Наука, которую он выковывал в семидесятых годах, всецело покоилась на эксперименте. Он сказал правду, заявив, что ничего чуждого эксперименту не изобретает. Долгими часами он следил за разноцветным веером, выходящим из призмы. Его рукописи были заполнены подробными описаниями опытов. Эти описания, сотни страниц, целиком вошли в его книгу «Оптика»; каждый мог при желании эти опыты повторить.

Лишь после того, как он собственными руками выполнил всю работу, собственными глазами увидел все, что можно было увидеть, осторожно, почти ощупью переходил он к умозаключениям, к «теоремам».

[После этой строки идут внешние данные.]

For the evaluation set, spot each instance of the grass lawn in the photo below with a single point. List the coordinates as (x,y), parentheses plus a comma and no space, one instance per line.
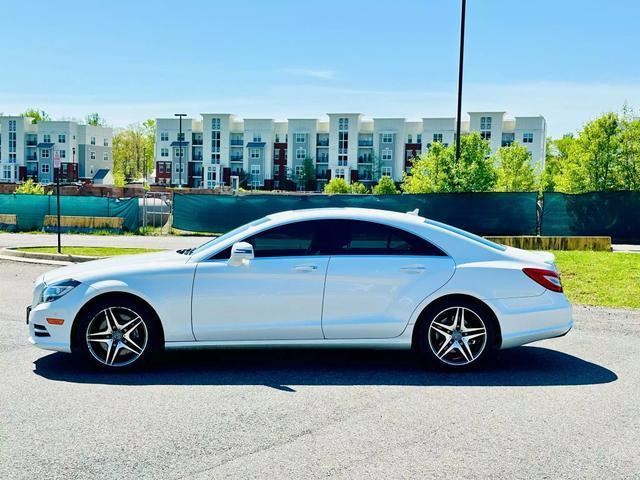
(90,251)
(601,278)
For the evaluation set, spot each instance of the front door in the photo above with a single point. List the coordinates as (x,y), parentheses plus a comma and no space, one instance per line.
(275,296)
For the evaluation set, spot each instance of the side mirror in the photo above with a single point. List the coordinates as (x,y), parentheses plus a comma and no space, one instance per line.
(241,253)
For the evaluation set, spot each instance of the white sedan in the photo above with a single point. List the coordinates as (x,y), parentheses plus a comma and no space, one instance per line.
(333,277)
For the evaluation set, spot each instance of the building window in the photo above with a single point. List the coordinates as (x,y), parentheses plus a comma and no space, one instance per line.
(485,123)
(215,141)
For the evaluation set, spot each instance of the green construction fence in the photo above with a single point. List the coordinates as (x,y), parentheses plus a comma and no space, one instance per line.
(482,213)
(31,209)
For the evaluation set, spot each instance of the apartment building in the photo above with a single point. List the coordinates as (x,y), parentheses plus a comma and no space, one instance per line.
(268,154)
(29,150)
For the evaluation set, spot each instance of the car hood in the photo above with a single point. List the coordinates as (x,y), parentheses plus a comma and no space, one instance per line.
(543,259)
(95,268)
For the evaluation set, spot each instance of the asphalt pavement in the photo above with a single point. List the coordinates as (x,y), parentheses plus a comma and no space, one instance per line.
(562,408)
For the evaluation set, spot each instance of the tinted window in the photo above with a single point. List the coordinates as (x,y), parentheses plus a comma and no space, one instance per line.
(368,238)
(335,237)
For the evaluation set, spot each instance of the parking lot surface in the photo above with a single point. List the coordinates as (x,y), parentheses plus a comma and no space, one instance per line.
(562,408)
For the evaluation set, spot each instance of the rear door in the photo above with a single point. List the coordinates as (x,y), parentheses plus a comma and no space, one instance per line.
(376,277)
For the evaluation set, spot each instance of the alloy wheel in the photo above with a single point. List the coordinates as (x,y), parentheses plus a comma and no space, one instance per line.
(117,336)
(457,336)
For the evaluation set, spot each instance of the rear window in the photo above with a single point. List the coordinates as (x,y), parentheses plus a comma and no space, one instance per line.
(469,235)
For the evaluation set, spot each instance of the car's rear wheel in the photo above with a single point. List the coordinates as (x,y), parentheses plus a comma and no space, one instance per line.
(118,334)
(456,335)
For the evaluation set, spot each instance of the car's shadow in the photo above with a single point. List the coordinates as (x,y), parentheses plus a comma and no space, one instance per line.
(281,369)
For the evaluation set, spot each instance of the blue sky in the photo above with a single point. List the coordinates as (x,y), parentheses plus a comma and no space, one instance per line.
(568,60)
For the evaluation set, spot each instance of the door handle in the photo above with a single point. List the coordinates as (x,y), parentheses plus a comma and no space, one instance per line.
(413,269)
(305,268)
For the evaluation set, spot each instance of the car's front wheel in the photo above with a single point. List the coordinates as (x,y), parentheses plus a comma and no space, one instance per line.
(456,335)
(117,334)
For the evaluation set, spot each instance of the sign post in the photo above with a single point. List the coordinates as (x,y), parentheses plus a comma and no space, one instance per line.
(56,170)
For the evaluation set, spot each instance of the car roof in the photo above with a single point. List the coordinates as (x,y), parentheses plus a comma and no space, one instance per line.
(352,213)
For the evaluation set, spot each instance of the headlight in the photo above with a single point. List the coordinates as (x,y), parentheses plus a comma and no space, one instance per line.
(57,290)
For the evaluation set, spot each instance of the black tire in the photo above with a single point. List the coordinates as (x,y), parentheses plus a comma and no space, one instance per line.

В восьмидесятых годах Ньютон уже почти не ставил физических опытов. Ему надоели препирательства с Гуком и другими, он перестал переписываться с Королевским обществом. Он утверждал, что устал от философии. Но подлинная причина этого бегства в самого себя, причина молчания, заключалась в том, что его интересы приняли новое направление.

Конечно, он и прежде, вместе с экспериментальной оптикой, занимался другими вещами (мы скажем о них позже), но как‑то мимоходом. Теперь же стрелка компаса повернулась окончательно: оставив наблюдения над светом, он обратился к новым проблемам.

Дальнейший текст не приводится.